Molta retorica si è sprecata per raccontare quello che è accaduto ad Amendolara: ascrivendolo a fatto isolato. Accusando gli esecutori materiali, che certo devono pagare per quel che hanno fatto. Definendo i braccianti sfruttati “gli invisibili”, “la massa silenziosa”. Ma non sono né invisibili né silenziosi.
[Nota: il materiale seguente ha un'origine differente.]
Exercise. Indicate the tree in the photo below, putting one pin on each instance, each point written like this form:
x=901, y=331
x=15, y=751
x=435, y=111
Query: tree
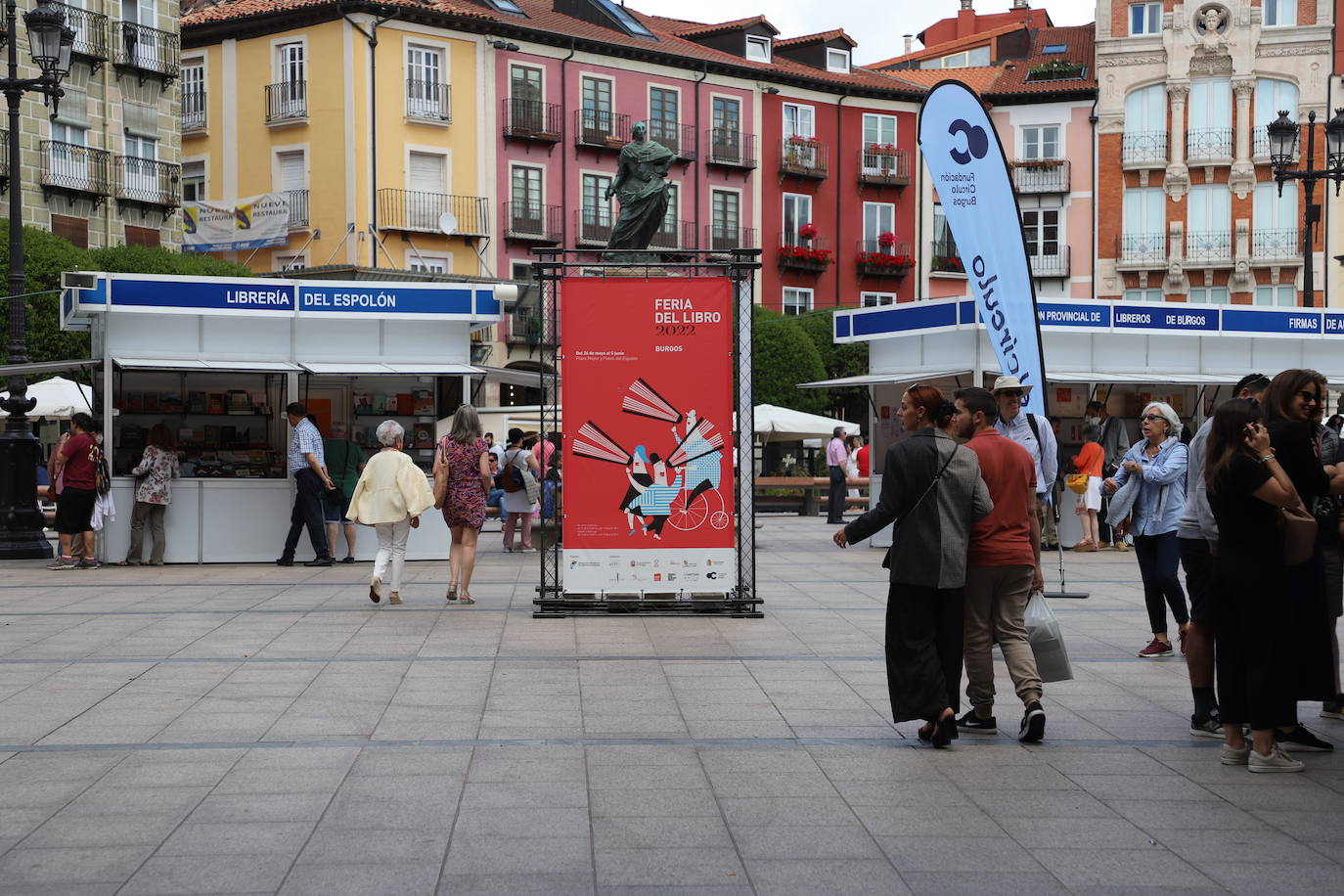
x=784, y=356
Sono migliaia di persone: invisibili solo se non si vogliono vedere, silenziose solo se non si vogliono sentire.
Quello che è accaduto ad Amendolara è persino innominabile, perché un livello di orrore a cui è difficile pensare, la mente vacilla: eppure i loro nomi devono essere menzionati, i nomi di quattro esseri umani, quattro giovani uomini con la loro esistenza, un miracolo unico e irripetibile, a cui è stato dato fuoco. Ullah Ismat Qiemi, 19 anni. Safi Iayjad, 27. Amin Fazal Khogjani, 28 anni. Waseem Khan, 29.